Calibration curves were established using peak area ratio(ZEN/13C-ZEN) as the dependent variable (y-axis) and the concentration of each analyte as the independent variable (x-axis). The linearity was evaluated from the correlation coefficient (r) value of each calibration curve. The LODs and LOQs for each analyte were calculated at signal-to-noise (S/N) ratios of 3 and 10, respectively, by analyzing several decreasing concentrations of each analyte until the relevant S/N ratio was reached.
Extraction
The sample preparation procedure was developed with reference to the method of Xu28. The corn oil (5 g) was accurately weighed into a 50-mL centrifuge tube, 60 μL 13C-ZEN(1 μg mL-1) was added, vortexing, sit for 5 mins. Then 20 mL extraction solvent (acetonitrile/water, 80:20 (v/v)) was added. ZEN was extracted in a turbine mixer for 1 min, followed by vigorous vortexing for 30 mins in an automatic vibrator. The extract was centrifuged for 5 min at 10,000 rpm and the resulting supernatant was collected. A 1-mL aliquot of the supernatant was transferred into a 5-mL centrifuge tube and diluted to 3 mL with water. The sample solution (1 mL) was transferred directly into vials for LC–MS/MS analysis.

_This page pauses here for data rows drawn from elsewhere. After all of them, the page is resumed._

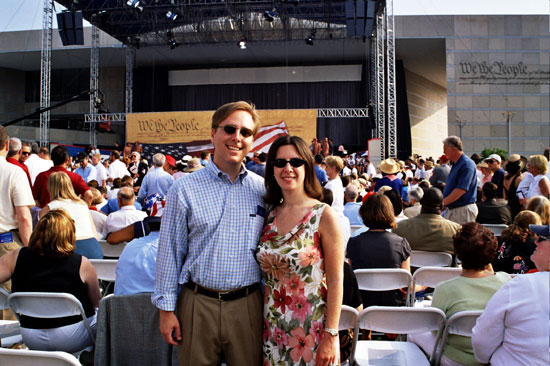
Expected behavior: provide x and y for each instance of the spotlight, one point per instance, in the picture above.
(242, 44)
(172, 15)
(270, 15)
(310, 38)
(135, 4)
(171, 40)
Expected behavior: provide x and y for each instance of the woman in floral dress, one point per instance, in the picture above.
(301, 253)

Quality assurance of the IDA–MRM–EPI method
Specificity, selectivity, and accuracy
Corn oil samples were selected to evaluate the specificity and selectivity of this method. To verify the absence of interfering substances, the MRM chromatograms of the blank solvent, solutions of standard, and sample solutions were compared with regard to the retention time of the target analytes.

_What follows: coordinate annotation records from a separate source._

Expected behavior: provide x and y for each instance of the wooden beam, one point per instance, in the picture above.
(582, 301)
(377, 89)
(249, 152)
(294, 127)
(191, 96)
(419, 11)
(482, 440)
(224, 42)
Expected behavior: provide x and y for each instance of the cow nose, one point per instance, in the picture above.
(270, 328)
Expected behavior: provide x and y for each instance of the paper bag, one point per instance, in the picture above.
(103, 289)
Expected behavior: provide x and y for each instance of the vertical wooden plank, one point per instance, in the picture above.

The accuracy and precision of the method were measured using the intra- and inter-day recoveries and RSDs. The standard solution of the ZEN was spiked into the corn oil samples to obtain spiked samples (three concentrations, 0.6, 6, 60 μg kg-1). All spiked samples were detected three times a day on five different days.